The average number of credits per semester for a full-time student is 12-15. Your school may allow you to take more than that, and if you have plans to graduate early, double major, or just challenge yourself, you may need to do so. However, just because you can does not mean you should. You have never experienced college before. It is a shock and a lot to take in. You will have to adapt to living basically on your own for the first time, and, as I’m sure you’ve heard time and time again, college is a lot different than high school. The classes are much tougher and fast paced, so you may want to reconsider that extra class you’re thinking about adding into your schedule. Sure, it may seem like you have too much free time early on in the semester, but once you get into the swing of things, you will be busier than you have ever been. Taking just four or five classes is a lot of work and a huge time commitment, so don’t feel bad for not maxing out your schedule during your very first semester. If spring rolls around and you think you have time for it, go ahead and enroll in 18 or however many credits you think you can handle. This way you don’t run the risk of overloading yourself.
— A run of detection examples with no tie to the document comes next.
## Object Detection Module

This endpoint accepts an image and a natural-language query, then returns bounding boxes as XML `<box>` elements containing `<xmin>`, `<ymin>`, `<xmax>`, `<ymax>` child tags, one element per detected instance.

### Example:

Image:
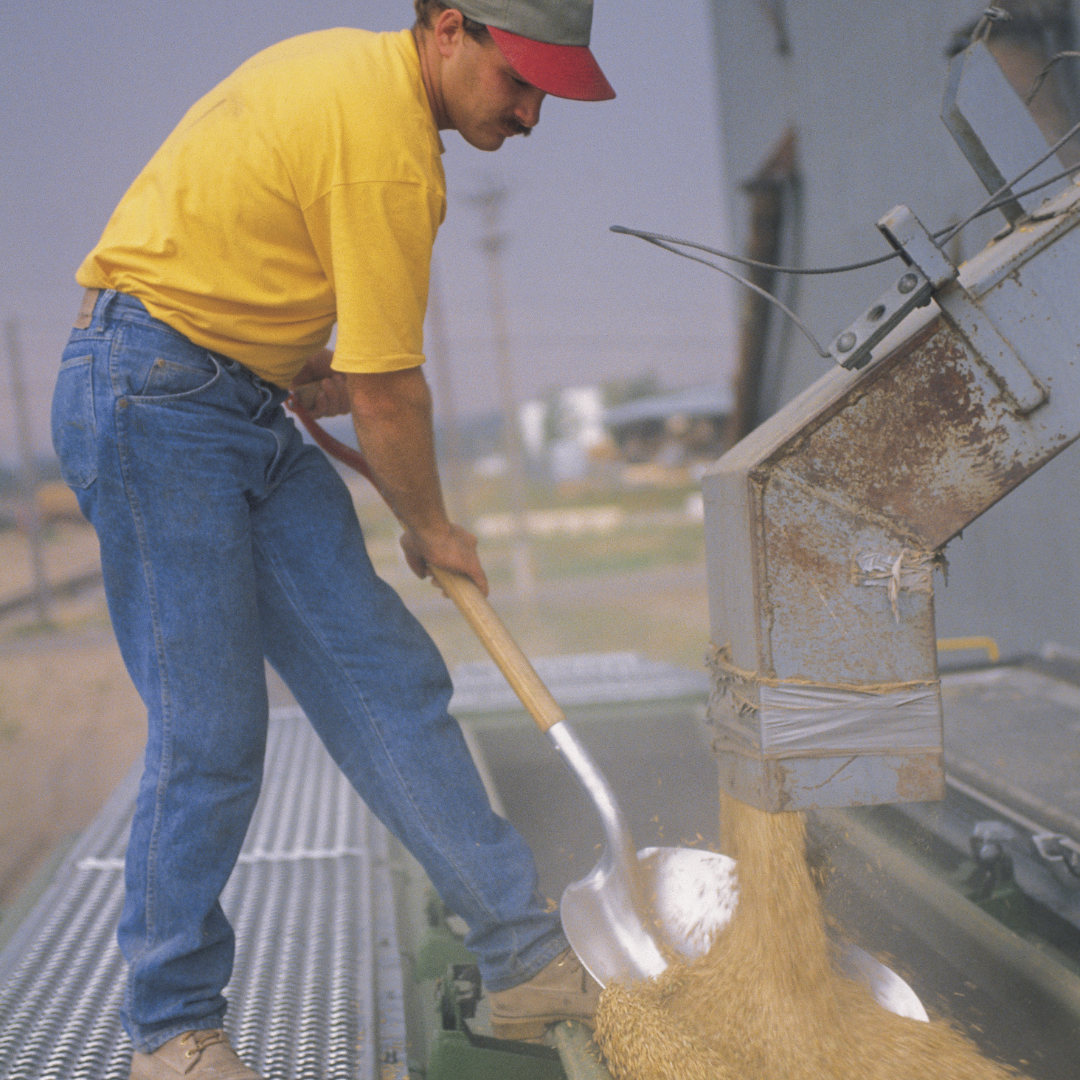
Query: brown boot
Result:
<box><xmin>131</xmin><ymin>1029</ymin><xmax>262</xmax><ymax>1080</ymax></box>
<box><xmin>488</xmin><ymin>949</ymin><xmax>600</xmax><ymax>1040</ymax></box>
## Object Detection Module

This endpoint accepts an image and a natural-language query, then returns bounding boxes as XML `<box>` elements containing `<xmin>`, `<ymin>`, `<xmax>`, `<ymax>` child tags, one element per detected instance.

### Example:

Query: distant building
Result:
<box><xmin>604</xmin><ymin>386</ymin><xmax>732</xmax><ymax>468</ymax></box>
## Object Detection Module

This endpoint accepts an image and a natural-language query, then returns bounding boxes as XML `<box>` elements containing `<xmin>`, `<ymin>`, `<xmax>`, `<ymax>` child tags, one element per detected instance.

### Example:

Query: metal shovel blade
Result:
<box><xmin>600</xmin><ymin>848</ymin><xmax>929</xmax><ymax>1021</ymax></box>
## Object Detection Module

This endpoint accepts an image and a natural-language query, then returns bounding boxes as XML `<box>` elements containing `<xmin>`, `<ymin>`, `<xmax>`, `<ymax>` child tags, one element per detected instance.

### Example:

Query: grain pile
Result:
<box><xmin>596</xmin><ymin>797</ymin><xmax>1017</xmax><ymax>1080</ymax></box>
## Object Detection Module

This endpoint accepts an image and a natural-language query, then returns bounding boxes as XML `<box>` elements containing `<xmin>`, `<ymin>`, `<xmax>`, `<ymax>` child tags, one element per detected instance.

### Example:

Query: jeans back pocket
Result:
<box><xmin>52</xmin><ymin>354</ymin><xmax>97</xmax><ymax>489</ymax></box>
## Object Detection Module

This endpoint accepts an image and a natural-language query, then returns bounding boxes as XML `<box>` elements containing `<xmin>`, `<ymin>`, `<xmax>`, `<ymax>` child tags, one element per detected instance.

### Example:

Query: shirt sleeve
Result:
<box><xmin>307</xmin><ymin>181</ymin><xmax>445</xmax><ymax>373</ymax></box>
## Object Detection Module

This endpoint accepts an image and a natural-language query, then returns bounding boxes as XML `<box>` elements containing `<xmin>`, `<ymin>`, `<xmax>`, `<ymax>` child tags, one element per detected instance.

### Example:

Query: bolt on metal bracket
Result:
<box><xmin>829</xmin><ymin>206</ymin><xmax>1048</xmax><ymax>416</ymax></box>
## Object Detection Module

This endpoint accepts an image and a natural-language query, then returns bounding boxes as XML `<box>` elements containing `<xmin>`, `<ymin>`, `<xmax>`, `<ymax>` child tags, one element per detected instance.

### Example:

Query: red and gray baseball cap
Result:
<box><xmin>453</xmin><ymin>0</ymin><xmax>615</xmax><ymax>102</ymax></box>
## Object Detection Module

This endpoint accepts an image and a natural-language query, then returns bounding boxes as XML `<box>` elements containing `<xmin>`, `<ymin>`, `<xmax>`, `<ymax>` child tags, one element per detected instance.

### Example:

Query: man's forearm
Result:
<box><xmin>346</xmin><ymin>367</ymin><xmax>487</xmax><ymax>594</ymax></box>
<box><xmin>347</xmin><ymin>367</ymin><xmax>446</xmax><ymax>532</ymax></box>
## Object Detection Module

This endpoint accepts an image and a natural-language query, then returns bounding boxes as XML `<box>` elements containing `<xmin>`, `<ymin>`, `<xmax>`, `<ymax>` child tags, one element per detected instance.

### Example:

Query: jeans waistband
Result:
<box><xmin>73</xmin><ymin>288</ymin><xmax>150</xmax><ymax>330</ymax></box>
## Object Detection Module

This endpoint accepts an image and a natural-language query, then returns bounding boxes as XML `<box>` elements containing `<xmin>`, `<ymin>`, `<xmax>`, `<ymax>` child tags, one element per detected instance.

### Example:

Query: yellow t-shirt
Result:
<box><xmin>76</xmin><ymin>29</ymin><xmax>446</xmax><ymax>386</ymax></box>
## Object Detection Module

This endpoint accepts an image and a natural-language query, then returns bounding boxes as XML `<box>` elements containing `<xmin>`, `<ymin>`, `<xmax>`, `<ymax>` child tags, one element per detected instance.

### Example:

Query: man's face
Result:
<box><xmin>443</xmin><ymin>30</ymin><xmax>544</xmax><ymax>150</ymax></box>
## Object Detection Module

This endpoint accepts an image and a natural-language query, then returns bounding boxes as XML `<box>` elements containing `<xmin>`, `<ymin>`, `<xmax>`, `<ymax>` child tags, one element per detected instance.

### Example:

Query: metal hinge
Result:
<box><xmin>828</xmin><ymin>206</ymin><xmax>1049</xmax><ymax>415</ymax></box>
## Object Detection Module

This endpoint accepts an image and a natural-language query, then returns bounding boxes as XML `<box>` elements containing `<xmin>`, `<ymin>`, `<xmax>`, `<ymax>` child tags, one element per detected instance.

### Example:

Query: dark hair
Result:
<box><xmin>413</xmin><ymin>0</ymin><xmax>491</xmax><ymax>45</ymax></box>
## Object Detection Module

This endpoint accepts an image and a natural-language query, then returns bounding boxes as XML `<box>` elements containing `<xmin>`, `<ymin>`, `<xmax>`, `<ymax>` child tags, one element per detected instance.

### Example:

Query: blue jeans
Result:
<box><xmin>53</xmin><ymin>292</ymin><xmax>566</xmax><ymax>1052</ymax></box>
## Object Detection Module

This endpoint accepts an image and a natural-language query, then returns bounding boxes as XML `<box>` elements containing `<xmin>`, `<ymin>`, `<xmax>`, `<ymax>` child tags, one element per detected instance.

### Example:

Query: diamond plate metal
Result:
<box><xmin>0</xmin><ymin>710</ymin><xmax>407</xmax><ymax>1080</ymax></box>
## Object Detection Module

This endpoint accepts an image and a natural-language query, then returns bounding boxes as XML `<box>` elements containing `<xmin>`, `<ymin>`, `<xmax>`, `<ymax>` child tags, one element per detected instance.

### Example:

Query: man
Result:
<box><xmin>53</xmin><ymin>0</ymin><xmax>613</xmax><ymax>1080</ymax></box>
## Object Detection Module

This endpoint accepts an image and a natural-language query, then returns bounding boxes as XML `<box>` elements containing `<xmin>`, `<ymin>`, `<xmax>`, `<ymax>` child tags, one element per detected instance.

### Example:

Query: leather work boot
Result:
<box><xmin>488</xmin><ymin>949</ymin><xmax>600</xmax><ymax>1041</ymax></box>
<box><xmin>131</xmin><ymin>1029</ymin><xmax>262</xmax><ymax>1080</ymax></box>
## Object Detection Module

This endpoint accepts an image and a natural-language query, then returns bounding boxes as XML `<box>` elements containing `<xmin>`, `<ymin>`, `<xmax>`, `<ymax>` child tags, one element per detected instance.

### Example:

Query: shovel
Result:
<box><xmin>289</xmin><ymin>403</ymin><xmax>928</xmax><ymax>1021</ymax></box>
<box><xmin>430</xmin><ymin>566</ymin><xmax>928</xmax><ymax>1021</ymax></box>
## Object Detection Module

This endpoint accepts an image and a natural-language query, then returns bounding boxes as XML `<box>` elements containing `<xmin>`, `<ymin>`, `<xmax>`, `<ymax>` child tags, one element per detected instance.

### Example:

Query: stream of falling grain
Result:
<box><xmin>596</xmin><ymin>795</ymin><xmax>1017</xmax><ymax>1080</ymax></box>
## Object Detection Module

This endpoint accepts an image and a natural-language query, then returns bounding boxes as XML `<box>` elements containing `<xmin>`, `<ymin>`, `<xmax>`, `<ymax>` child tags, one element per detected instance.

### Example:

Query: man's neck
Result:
<box><xmin>411</xmin><ymin>26</ymin><xmax>450</xmax><ymax>131</ymax></box>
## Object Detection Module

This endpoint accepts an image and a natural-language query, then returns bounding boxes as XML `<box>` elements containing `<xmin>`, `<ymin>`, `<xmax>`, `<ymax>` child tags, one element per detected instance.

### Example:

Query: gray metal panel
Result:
<box><xmin>712</xmin><ymin>0</ymin><xmax>1080</xmax><ymax>654</ymax></box>
<box><xmin>0</xmin><ymin>711</ymin><xmax>406</xmax><ymax>1080</ymax></box>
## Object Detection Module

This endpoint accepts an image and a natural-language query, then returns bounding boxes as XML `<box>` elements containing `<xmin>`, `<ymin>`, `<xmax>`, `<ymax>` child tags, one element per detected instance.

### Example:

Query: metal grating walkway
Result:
<box><xmin>0</xmin><ymin>710</ymin><xmax>406</xmax><ymax>1080</ymax></box>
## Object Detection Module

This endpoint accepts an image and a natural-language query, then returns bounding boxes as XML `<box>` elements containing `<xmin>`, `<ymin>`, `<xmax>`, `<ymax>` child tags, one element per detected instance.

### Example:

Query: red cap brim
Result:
<box><xmin>488</xmin><ymin>26</ymin><xmax>615</xmax><ymax>102</ymax></box>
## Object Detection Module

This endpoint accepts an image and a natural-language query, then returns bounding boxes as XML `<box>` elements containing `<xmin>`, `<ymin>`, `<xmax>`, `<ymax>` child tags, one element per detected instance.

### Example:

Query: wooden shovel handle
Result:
<box><xmin>430</xmin><ymin>566</ymin><xmax>566</xmax><ymax>731</ymax></box>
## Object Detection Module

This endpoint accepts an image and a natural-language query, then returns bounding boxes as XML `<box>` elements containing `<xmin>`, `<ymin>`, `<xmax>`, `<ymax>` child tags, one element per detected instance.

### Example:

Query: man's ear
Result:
<box><xmin>432</xmin><ymin>8</ymin><xmax>465</xmax><ymax>58</ymax></box>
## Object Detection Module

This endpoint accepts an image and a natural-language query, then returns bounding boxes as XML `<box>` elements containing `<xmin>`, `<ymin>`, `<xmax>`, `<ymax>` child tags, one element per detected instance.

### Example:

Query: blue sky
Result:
<box><xmin>0</xmin><ymin>0</ymin><xmax>731</xmax><ymax>457</ymax></box>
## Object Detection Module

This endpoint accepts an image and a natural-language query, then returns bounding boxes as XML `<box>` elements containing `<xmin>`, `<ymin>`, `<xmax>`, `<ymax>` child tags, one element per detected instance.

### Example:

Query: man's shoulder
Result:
<box><xmin>231</xmin><ymin>27</ymin><xmax>418</xmax><ymax>92</ymax></box>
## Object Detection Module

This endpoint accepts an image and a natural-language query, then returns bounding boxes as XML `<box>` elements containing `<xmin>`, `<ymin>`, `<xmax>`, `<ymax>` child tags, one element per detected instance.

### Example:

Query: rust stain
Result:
<box><xmin>783</xmin><ymin>322</ymin><xmax>1048</xmax><ymax>548</ymax></box>
<box><xmin>896</xmin><ymin>754</ymin><xmax>945</xmax><ymax>802</ymax></box>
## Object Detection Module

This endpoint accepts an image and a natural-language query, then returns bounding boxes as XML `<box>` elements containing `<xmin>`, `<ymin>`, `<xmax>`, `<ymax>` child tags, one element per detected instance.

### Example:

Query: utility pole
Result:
<box><xmin>4</xmin><ymin>319</ymin><xmax>52</xmax><ymax>623</ymax></box>
<box><xmin>470</xmin><ymin>180</ymin><xmax>536</xmax><ymax>600</ymax></box>
<box><xmin>428</xmin><ymin>271</ymin><xmax>469</xmax><ymax>525</ymax></box>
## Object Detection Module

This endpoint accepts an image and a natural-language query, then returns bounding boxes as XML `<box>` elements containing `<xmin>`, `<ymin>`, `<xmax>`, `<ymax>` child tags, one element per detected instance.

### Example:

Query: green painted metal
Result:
<box><xmin>428</xmin><ymin>963</ymin><xmax>567</xmax><ymax>1080</ymax></box>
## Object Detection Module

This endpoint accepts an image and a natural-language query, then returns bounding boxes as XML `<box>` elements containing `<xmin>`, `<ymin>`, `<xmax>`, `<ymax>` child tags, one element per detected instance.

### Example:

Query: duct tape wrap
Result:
<box><xmin>708</xmin><ymin>646</ymin><xmax>942</xmax><ymax>757</ymax></box>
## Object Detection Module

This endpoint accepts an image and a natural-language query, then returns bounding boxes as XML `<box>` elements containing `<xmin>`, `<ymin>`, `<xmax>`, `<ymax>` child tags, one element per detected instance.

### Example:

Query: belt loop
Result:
<box><xmin>75</xmin><ymin>288</ymin><xmax>118</xmax><ymax>330</ymax></box>
<box><xmin>75</xmin><ymin>288</ymin><xmax>102</xmax><ymax>330</ymax></box>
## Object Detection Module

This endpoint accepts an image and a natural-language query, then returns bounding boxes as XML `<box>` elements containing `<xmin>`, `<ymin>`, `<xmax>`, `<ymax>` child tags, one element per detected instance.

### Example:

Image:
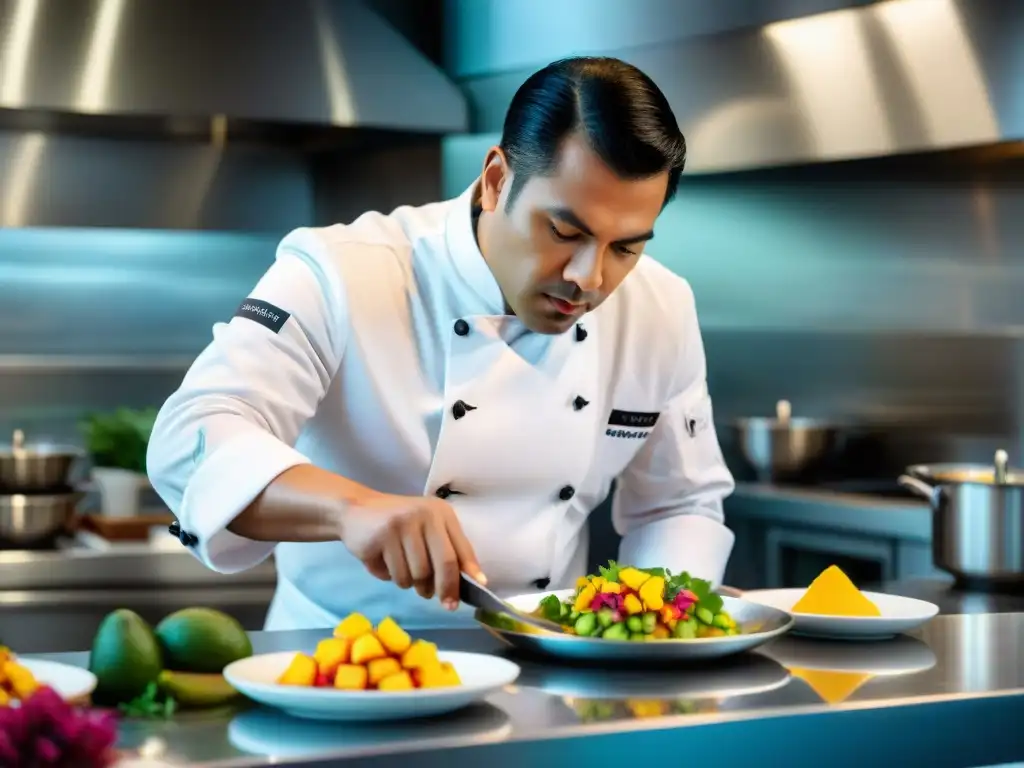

7. Take location and time into account.

If you are on a large campus, some of your academic buildings may be upwards of a 20-minute walk from one another. If this is the case, don’t schedule a class at 10 a.m. if you have one that ends at 9:50 a.m. This may seem silly, but people do it! Even on campuses where class buildings are close, or if your next class is in the same building as the one right before it, professors will sometimes go over time. They’ll get caught up in the lesson or need to give “just one more example,” and the next thing you know, you’re late to your next class before you even left for it. Give yourself time. It may seem convenient to put all your classes in a big back-to-back block, but make sure to account for walking times and the occasional over-time class. If your class goes late and you still have 10 minutes to walk to your next one, now you’re extra late, and you don’t want to be that kid that runs into the middle of a lecture sweating and freaking out for being late.

8. Don’t copy others’ exact schedules.

Since there is just SO much course variety in college it may be too overwhelming for some people. You may have to urge to just look at someone with a similar major’s courses and take everything that they are taking, but this might not be the best thing for you. It may be good to see some different class options and have people recommend some good baseline courses, but just because you and your friend are pre-med doesn’t mean you have to have the exact same schedule. Again, if you’re not sure what plan is best for your, go to your advisor and have them help you pick out classes to suit your needs.

9. Remember to actually register!

I’ve seen this happen time and time again. Students will have all their perfect courses lined up for the upcoming semester, only to forget to actually press “Submit,” when the time to register comes along! You may be saying, “That won’t happen to me,” but it very well could, so it’s always better to be safe than sorry.

This process is probably really scary and new to a lot of you, and understandably so. But once you learn how to work your school’s scheduling system and how to effectively choose courses each semester, this whole process will (hopefully) become a breeze.